Allowed Origins (CORS) error

Information on your n8n setup

  • n8n version: 1.78
  • **Database (default: SQLite):**default
  • **n8n EXECUTIONS_PROCESS setting (default: own, main):**default
  • **Running n8n via (Docker, npm, n8n cloud, desktop app):**npm
  • **Operating system:**default

I have the following workflow at

https://mydomain/webhook/html2
In a browser it brings back correctly some text and images
I have set cors to the webhook = https://mywebsite.co.uk

In a web app running on

https://mywebsite.co.uk/admin/

I call the request and get
Edge
admin/:1 Access to XMLHttpRequest at ‘https://mydomain/webhook/96be99ad-676b-480a-93cc-c06bc70471b9’ from origin ‘https://mywebsite.co.uk’ has been blocked by CORS policy: No ‘Access-Control-Allow-Origin’ header is present on the requested resource.

Chrome

Access to XMLHttpRequest at ‘https://n8n.zenojustice.app/webhook/html2’ from origin ‘https://mywebsite.co.uk’ has been blocked by CORS policy: The ‘Access-Control-Allow-Origin’ header contains multiple values ‘https://mywebsite.co.uk, *’, but only one is allowed.

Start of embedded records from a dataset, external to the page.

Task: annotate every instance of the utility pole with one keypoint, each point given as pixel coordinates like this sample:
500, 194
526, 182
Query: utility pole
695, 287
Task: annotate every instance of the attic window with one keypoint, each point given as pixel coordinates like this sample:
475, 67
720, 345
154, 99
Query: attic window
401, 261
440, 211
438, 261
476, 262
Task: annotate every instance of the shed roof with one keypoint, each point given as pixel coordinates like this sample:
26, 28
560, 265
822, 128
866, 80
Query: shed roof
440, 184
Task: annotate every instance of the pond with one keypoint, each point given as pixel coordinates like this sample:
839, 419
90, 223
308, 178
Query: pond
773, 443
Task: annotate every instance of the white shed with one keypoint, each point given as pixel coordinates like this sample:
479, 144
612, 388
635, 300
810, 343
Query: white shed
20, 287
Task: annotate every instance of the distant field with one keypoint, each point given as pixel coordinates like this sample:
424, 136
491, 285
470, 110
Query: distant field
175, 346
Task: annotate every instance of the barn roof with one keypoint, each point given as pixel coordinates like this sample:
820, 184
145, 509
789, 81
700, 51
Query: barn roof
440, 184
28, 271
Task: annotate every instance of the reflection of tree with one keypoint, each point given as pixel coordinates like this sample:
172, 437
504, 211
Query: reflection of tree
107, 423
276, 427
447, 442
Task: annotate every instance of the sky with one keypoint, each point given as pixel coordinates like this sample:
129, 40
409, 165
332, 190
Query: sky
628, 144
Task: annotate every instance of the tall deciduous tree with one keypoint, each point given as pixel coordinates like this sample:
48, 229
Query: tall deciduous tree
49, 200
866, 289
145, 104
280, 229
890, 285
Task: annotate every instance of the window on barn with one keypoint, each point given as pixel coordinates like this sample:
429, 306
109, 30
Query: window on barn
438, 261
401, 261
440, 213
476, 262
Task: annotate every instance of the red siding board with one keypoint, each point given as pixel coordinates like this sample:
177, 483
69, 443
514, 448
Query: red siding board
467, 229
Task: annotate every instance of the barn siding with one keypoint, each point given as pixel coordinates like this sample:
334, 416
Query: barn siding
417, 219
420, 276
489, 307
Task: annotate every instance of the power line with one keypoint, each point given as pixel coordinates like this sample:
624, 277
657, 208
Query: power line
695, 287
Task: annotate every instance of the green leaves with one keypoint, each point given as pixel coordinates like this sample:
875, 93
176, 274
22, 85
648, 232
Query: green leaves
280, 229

I have tried various urls etc etc & ‘*’

I only have https://mywebsite.co.uk in the CORS value not more than one.

workflow

1 Like

Hi @Steve_Warburton, The CORS (Cross-Origin Resource Sharing) issue you are facing is due to the fact that the Access-Control-Allow-Origin header is either missing or incorrectly configured in your webhook response.

It looks like you’ve already set the CORS value (ACCESS_CONTROL_ALLOW_ORIGIN), but it might be misconfigured. In your n8n .env file or when running n8n, make sure you set:

N8N_DEFAULT_CORS=TRUE
N8N_CORS_ALLOW_ORIGIN=https://mywebsite.co.uk

Be sure to restart n8n.

If you are using NGINX as a reverse proxy, you can configure it to add CORS headers:

location /webhook/ {
    proxy_pass http://localhost:5678;
    add_header 'Access-Control-Allow-Origin' 'https://mywebsite.co.uk' always;
    add_header 'Access-Control-Allow-Methods' 'GET, POST, OPTIONS' always;
    add_header 'Access-Control-Allow-Headers' 'Content-Type' always;
}

Then reload NGINX.

1 Like

This topic was automatically closed 7 days after the last reply. New replies are no longer allowed.